What Doesn't Work Yet

  • WiFi network selection, connect, and disconnect from the ChromeOS UI.
    • Actually, most settings.
  • Suspend.
  • Lock screen integration.
  • Notifications through Ash's notification center.
  • StatusNotifierItem tray icons.
  • Google account login, sync, Phone Hub, Nearby Share, or other account-bound ChromeOS services.

We're ChromeOS now

CHROMEOS_RELEASE_NAME=Chrome OS in /etc/lsb-release flips Ash from built-in fallback clients to real D-Bus ones — but also enables ChromeOS Mojo IPC mode, which requires a /run/mojo/service_manager.sock peer. Our mojo-stub does the ACCEPT_INVITEE handshake and drains messages, but it's basic.

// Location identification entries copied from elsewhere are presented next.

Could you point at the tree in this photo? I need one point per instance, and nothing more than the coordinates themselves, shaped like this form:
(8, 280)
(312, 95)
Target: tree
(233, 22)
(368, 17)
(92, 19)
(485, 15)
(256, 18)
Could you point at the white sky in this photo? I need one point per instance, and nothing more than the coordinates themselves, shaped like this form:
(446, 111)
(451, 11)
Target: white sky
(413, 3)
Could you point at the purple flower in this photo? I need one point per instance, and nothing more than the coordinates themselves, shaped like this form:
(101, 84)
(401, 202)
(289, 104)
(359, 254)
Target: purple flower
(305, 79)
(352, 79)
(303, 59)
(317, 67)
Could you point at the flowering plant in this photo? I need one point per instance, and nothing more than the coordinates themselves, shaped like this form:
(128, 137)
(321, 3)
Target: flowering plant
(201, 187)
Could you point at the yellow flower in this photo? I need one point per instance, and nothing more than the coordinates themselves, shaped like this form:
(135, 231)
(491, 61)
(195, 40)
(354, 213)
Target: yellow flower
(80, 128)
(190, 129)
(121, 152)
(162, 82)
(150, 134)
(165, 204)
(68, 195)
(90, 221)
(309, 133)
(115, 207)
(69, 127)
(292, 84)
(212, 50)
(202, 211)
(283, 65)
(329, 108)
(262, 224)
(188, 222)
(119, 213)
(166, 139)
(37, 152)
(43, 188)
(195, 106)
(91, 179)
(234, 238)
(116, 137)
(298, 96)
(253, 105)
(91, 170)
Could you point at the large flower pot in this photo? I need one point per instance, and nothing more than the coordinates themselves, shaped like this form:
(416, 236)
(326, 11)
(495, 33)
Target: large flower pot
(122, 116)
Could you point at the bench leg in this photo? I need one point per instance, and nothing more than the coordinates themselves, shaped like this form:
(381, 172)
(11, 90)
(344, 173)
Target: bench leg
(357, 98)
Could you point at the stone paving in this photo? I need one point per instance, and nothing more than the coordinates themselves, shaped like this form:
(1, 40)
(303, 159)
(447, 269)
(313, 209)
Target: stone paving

Binary patches (applied at build time)

The Chrome binary gets a few small patches:

  • Terminal stub: replaces chrome.terminalPrivate.openVmshellProcess(...) with eval(localStorage.t||"") so we can inject a terminal implementation.
  • CSP relaxation: 'wasm-unsafe-eval''unsafe-eval' so the Terminal page can eval injected JS
  • DisplayConfigurator: skip native display config on X11 (no native display delegate = crash)
  • WaylandDmabufFeedbackManager: version=0 to skip dmabuf capability probing
  • HasInternalDisplay: always returns true (enables brightness slider)
  • OnDisconnect: no-op (prevents crash when mojo pipe times out)
  • crashpad handler wrapper: always supplies --database arg (fixes a crash)

All patches fail loudly if the binary changes.